While hyson tea is often thought of as a low-grade or mediocre quality tea, young hyson is considered high quality. It is harvested earlier, "before the rains," and has a full-bodied, pungent taste and is golden in color. Young hyson tea is subdivided into Chun Mee (a hard, small, twisted leaf), Foong Mee (a long, large, curly leaf), Saw Mee (a small, non-hard, twisted leaf), and Siftings. It is also sometimes classified as First, Second, and Third Young Hyson. The Chinese name for young hyson is Yu Chin Ch'a and is categorized as the following: Mi Yu, O Yu, I Yu, Ya Yu as well as Si Yu.
To brew, use 1 teaspoon per 6 oz cup,[clarification needed] use water that is below boiling point, and steep for 2–3 minutes.
Hyson tea has been described as light, warm, smooth, good-bodied, earthy, sunny, and spring-like in flavor. It can be served hot or iced. Milk and sugar are not typically added and are thought to diminish the flavor of hyson tea, but cold hyson tea is often garnished with lime or lemon.
Despite often being considered of mediocre quality, hyson tea was highly prized by the 18th century British and tea tax on hyson tea was higher than for other teas. During the Boston Tea Party hyson tea represented 70 of the more than three hundred chests of tea that were destroyed.

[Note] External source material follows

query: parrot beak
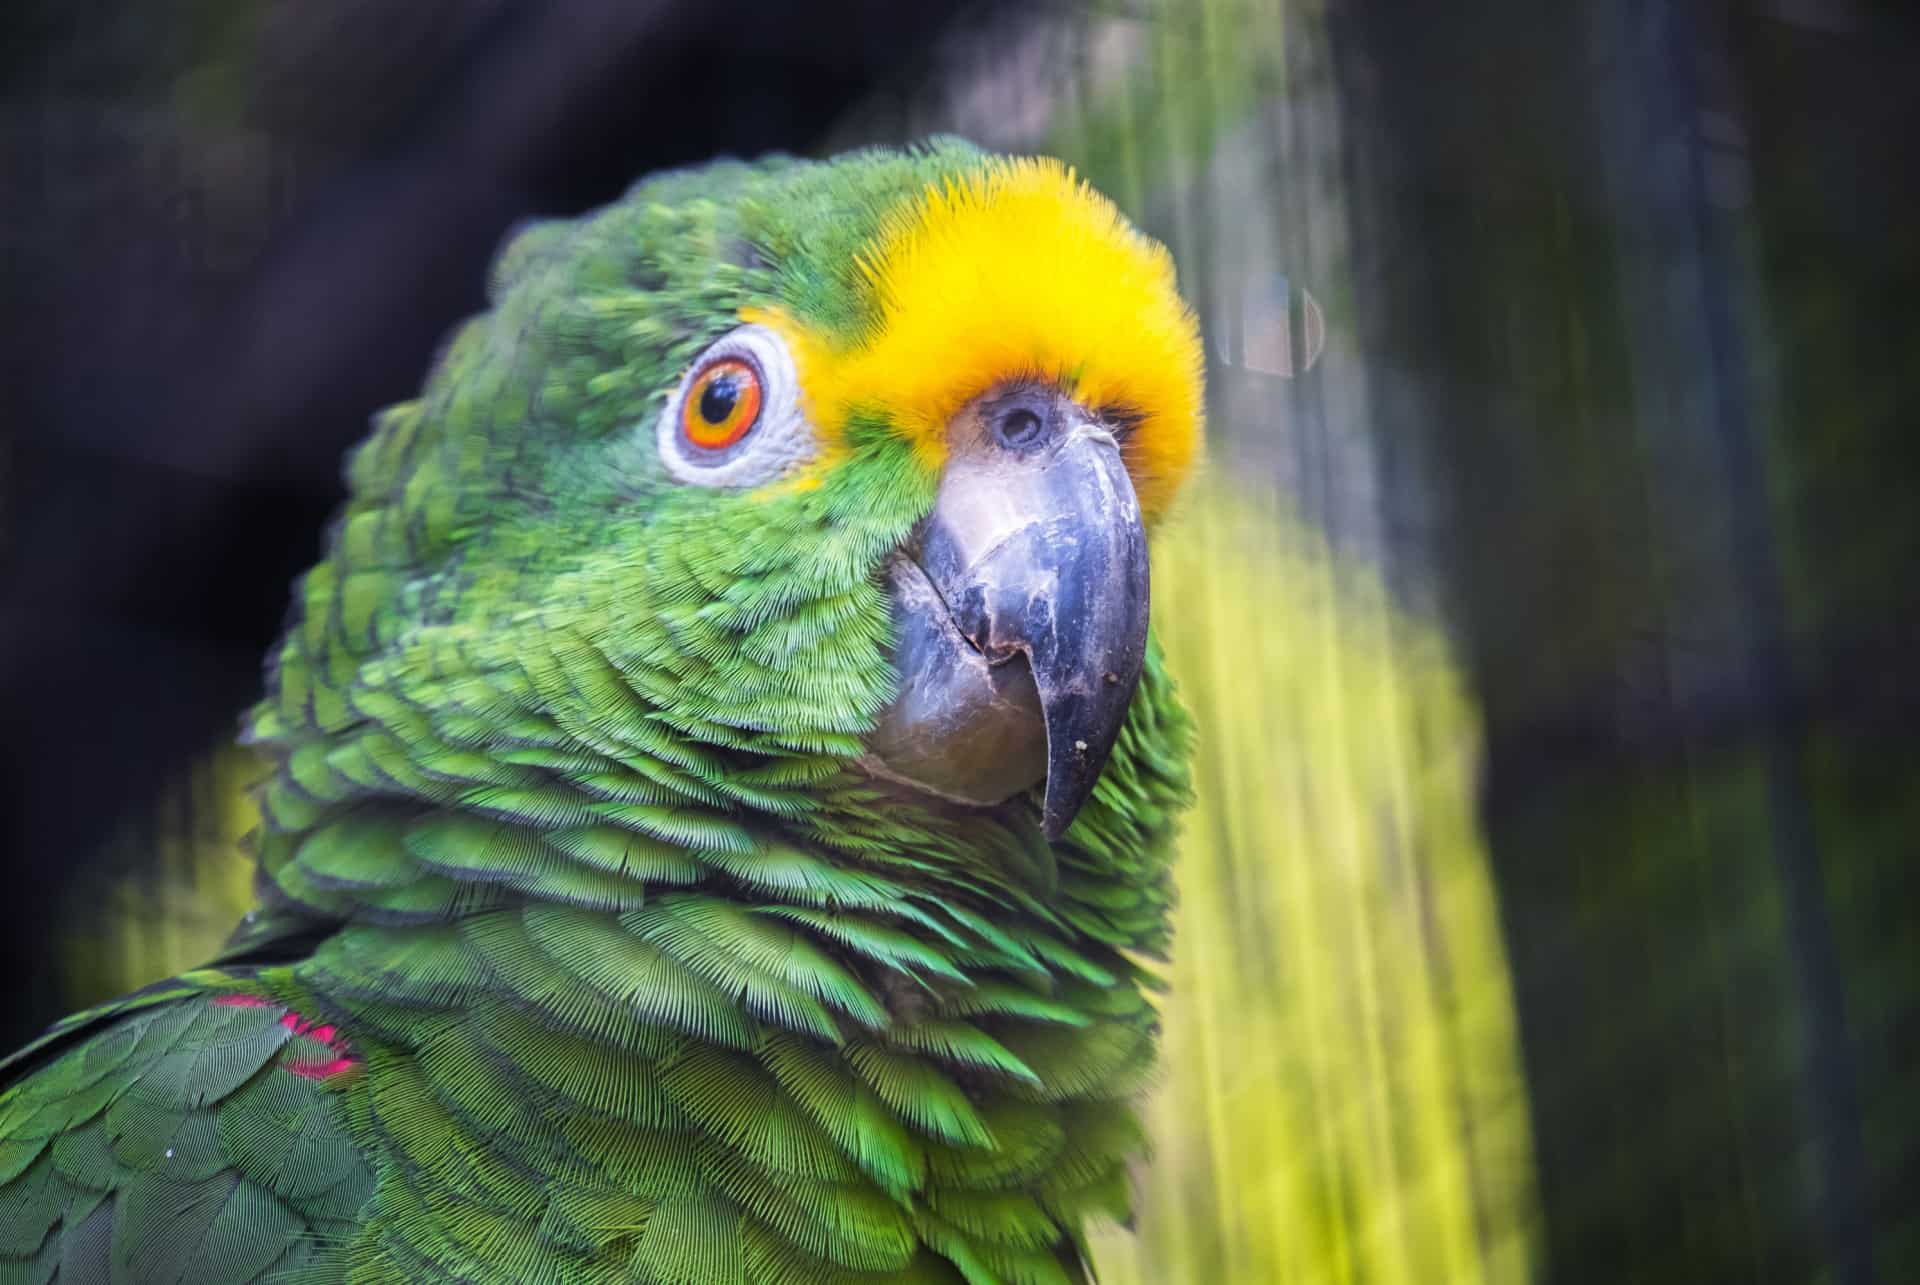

Hyson tea is referenced in the first stanza of "Xenophanes" by Ralph Waldo Emerson, 1847: "By fate, not option, frugal Nature gave One scent to hyson and to wall-flower, One sound to pine-groves and to waterfalls, One aspect to the desert and the lake." 
The English essayist Charles Lamb mentions Hyson tea in his essay "Old China", which appears in the collection Essays of Elia (Last Essays of Elia, published 1835): "I was pointing out to my cousin last evening, over our Hyson (which we are old fashioned enough to drink unmixed still of an afternoon) some of these speciosa miracula upon a set of extra-ordinary old blue china".